Here is how to install OpenSSL in Windows.
Once you have installed it, open the command prompt.
Use the cd command to navigate to the directory in which you want to create the keys.
Once in the directory of your choice in cmd, use the following command to generate an RSA private key.
openssl genrsa -out privatekey.pem 2048
On successful execution of the above command, a file named "privatekey.pem" will be created on your present directory.
Export the public key from the key pair generated using the command below.
openssl rsa -in privatekey.pem -out publickey.pem -pubout -outform PEM
On successful execution, a new file named "publickey.pem" will be created on your present directory. Now you will be having two files for the two keys as shown below.
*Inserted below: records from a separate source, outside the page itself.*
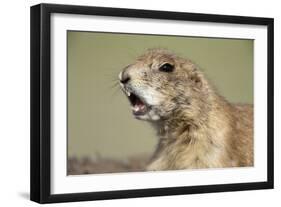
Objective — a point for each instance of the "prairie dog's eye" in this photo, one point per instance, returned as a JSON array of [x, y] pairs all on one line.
[[167, 67]]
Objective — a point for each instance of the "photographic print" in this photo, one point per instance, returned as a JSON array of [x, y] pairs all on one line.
[[133, 103], [140, 102]]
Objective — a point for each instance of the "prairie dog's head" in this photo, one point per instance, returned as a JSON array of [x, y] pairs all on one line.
[[159, 83]]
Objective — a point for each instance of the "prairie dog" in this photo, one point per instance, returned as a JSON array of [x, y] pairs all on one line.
[[196, 127]]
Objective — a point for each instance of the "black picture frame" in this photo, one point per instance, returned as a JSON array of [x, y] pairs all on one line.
[[40, 184]]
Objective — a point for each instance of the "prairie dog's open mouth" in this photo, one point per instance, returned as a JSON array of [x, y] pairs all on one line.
[[138, 105]]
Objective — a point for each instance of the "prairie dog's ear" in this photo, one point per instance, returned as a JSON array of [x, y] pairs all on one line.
[[196, 78]]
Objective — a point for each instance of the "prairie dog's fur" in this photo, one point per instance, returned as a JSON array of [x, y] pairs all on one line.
[[197, 128]]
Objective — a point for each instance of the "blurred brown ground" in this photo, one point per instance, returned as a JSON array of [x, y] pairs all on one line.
[[86, 165]]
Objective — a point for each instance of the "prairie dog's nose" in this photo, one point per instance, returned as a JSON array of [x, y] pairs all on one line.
[[124, 77]]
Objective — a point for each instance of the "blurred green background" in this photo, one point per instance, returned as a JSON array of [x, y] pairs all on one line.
[[100, 123]]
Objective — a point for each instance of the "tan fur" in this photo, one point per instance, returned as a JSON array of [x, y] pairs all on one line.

The private key should be kept secret and should never be shared. On the other hand, the public key can be shared or embedded in application scripts.
I also highly recommend that you should back up the keys. If by any chance you lose these keys, just forget the encrypted data as well.